Help needed in formatting the Output file

Hi All,

Need your help in resolving the below issue.

I've a file called "data.txt" with the below lines:

TT: <tell://me/sreenivas> 
<tell://me/100>

TT: <tell://me/sudheer> 
<tell://me/300>

TT: <tell://me/sreenivas> 
<tell://me/200>

TT: <tell://me/sudheer> 
<tell://me/400>  

I want an output in the below format. Please help me.

TT: <tell://me/sreenivas>
<tell://me/100>
<tell://me/200>

TT: <tell://me/sudheer> 
<tell://me/300>
<tell://me/400>  

Explanation of above o/p:
If the pattern between "<tell://me/" and ">" is same on any of the lines that contains "TT" then take only one line from them.
That line should be followed by the lines followed by the actual lines that have the same pattern between "<tell://me/" and ">".

Looking forward to your help as soon as possible. Let me know if any queries.

With Regards,
SRK

Is your input always guaranteed to consist of groups of 2 lines, one starting with "TT:" and the other with a "<tell..."clause?

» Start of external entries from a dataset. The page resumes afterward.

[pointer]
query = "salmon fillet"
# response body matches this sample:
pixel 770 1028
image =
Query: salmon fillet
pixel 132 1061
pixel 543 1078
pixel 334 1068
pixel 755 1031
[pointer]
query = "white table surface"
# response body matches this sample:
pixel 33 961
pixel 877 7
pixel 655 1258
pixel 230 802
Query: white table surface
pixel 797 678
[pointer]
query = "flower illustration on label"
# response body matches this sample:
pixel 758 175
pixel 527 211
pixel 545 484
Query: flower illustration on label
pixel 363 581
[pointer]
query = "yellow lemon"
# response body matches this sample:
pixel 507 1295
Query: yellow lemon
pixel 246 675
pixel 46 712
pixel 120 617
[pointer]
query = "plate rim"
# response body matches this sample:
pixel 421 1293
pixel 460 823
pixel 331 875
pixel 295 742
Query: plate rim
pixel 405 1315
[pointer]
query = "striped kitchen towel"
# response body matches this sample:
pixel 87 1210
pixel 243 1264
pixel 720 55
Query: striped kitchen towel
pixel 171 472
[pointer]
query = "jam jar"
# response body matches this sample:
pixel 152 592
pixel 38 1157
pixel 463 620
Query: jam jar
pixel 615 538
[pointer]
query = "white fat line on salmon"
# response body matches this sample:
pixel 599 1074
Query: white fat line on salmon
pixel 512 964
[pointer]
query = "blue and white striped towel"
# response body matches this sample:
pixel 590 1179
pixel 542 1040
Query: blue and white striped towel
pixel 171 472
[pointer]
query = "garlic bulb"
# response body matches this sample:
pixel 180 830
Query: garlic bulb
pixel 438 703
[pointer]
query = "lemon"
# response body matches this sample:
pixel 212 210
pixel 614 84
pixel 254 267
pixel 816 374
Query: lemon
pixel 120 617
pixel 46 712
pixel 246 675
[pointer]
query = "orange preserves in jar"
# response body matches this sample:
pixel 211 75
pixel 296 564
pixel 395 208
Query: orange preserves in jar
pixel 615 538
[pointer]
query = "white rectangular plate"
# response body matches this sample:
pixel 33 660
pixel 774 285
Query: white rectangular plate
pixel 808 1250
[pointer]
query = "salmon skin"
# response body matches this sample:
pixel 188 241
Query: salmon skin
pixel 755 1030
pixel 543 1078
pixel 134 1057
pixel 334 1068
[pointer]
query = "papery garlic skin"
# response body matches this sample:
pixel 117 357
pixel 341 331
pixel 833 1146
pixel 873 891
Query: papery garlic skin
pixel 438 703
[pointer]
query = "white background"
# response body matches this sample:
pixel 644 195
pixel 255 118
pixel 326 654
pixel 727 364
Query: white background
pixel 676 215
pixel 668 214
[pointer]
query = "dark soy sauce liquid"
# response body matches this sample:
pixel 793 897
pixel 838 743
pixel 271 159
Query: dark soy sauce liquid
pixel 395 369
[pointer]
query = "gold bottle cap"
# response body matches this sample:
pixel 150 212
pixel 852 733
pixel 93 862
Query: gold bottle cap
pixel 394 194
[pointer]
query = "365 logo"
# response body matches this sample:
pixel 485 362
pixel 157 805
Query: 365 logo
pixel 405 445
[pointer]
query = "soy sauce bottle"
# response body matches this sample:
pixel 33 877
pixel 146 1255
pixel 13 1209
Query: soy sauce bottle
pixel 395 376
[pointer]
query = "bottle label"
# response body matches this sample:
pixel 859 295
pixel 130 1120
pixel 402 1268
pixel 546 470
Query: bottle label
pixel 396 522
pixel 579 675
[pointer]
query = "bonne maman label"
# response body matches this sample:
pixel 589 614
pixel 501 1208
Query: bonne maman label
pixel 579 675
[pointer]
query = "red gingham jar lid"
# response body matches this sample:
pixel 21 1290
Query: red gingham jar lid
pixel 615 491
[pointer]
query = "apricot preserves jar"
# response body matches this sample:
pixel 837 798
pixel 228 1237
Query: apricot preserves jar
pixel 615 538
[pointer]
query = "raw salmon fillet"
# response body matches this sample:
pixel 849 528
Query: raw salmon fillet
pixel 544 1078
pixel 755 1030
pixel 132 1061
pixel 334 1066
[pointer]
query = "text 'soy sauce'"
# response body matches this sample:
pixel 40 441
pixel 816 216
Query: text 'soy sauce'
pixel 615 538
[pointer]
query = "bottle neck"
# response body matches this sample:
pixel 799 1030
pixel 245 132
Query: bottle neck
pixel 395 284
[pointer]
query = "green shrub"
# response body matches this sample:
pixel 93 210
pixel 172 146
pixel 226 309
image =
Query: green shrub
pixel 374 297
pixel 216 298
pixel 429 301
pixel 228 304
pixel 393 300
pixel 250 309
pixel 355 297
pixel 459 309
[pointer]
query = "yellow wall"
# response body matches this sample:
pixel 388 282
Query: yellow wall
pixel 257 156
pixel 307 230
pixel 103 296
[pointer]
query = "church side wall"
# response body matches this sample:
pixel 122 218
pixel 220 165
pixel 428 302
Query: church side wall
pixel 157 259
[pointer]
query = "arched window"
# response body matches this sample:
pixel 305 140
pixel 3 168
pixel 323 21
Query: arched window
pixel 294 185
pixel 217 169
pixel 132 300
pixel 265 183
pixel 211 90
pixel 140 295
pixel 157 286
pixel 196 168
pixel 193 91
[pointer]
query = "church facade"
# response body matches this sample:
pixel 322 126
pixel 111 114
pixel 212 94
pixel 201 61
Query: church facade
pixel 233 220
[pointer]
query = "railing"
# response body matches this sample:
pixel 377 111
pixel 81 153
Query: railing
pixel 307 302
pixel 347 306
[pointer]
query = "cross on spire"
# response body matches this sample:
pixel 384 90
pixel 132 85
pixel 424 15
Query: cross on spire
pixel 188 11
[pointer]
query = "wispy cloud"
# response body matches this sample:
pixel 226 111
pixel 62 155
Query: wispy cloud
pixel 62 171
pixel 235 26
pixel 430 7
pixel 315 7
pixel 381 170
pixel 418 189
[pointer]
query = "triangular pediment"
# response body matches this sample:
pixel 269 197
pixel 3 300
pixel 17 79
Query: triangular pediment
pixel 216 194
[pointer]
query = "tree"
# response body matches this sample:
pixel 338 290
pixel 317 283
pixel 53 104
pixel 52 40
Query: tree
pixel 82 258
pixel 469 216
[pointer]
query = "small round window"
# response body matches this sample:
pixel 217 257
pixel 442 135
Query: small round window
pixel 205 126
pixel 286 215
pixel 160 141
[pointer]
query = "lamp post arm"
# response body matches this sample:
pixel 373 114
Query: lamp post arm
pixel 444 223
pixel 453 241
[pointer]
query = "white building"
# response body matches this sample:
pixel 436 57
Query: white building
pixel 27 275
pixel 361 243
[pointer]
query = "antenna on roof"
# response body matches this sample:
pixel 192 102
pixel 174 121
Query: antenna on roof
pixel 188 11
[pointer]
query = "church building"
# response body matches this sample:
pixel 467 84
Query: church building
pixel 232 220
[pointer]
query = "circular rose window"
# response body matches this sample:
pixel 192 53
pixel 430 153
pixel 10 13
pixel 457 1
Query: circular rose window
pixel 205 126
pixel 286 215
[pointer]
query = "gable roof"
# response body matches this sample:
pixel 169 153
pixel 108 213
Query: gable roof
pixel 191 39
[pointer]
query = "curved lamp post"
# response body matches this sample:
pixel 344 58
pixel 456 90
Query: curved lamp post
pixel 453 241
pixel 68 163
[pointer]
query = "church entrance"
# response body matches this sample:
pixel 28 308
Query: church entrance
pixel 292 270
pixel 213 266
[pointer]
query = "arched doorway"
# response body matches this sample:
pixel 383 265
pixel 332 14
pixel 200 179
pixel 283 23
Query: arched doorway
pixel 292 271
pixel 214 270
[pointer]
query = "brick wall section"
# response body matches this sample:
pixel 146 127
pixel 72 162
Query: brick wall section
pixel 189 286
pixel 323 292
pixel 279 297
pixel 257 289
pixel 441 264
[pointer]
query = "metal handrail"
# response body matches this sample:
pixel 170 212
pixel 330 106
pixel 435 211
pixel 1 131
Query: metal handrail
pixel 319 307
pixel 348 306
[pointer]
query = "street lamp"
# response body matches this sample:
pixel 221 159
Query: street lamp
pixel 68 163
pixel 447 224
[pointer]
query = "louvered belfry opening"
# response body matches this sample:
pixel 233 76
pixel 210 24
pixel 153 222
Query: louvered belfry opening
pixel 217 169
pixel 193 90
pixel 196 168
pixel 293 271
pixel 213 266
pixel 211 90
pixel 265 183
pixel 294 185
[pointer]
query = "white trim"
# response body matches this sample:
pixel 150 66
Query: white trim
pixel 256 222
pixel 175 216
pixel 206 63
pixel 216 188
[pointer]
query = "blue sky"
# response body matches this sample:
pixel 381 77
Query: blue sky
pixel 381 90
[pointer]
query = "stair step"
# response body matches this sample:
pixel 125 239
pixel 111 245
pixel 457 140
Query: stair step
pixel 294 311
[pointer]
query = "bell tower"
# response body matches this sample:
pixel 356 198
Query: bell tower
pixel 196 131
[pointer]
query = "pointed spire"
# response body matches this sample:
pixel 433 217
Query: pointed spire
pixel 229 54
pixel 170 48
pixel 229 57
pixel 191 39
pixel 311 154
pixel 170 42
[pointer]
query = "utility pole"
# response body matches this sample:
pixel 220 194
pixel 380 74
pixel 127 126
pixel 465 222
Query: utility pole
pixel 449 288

If so, create a sort-of table with the 2-line groups brought to one line, like this:

TT: <tell://me/sreenivas> <tell://me/100>
TT: <tell://me/sudheer> <tell://me/300>

You can do this easily with a single sed-line. Sorting this will give you all equal keys following each other. Last step is to do a "control break", which is a basic algorithm in programming. Here is shown how to do this.

I hope this helps.

bakunin

1 Like

This is also pretty easy with awk :

awk '
NF == 0 { next }
/^TT/ {	if(!((key = $1 FS $2) in out))
		out[key] = $0
	next
}
{	out[key] = out[key] "\n" $0 }
END {	for(key in out)
		printf("%s\n\n", out[key])
}' data.txt

This will work even if there are multiple non-blank lines between the lines starting with TT: .

If you want to try this on a Solaris/SunOS system, change awk to /usr/xpg4/bin/awk , /usr/xpg6/bin/awk , or nawk .

1 Like

Thanks Don. It helped me a lot!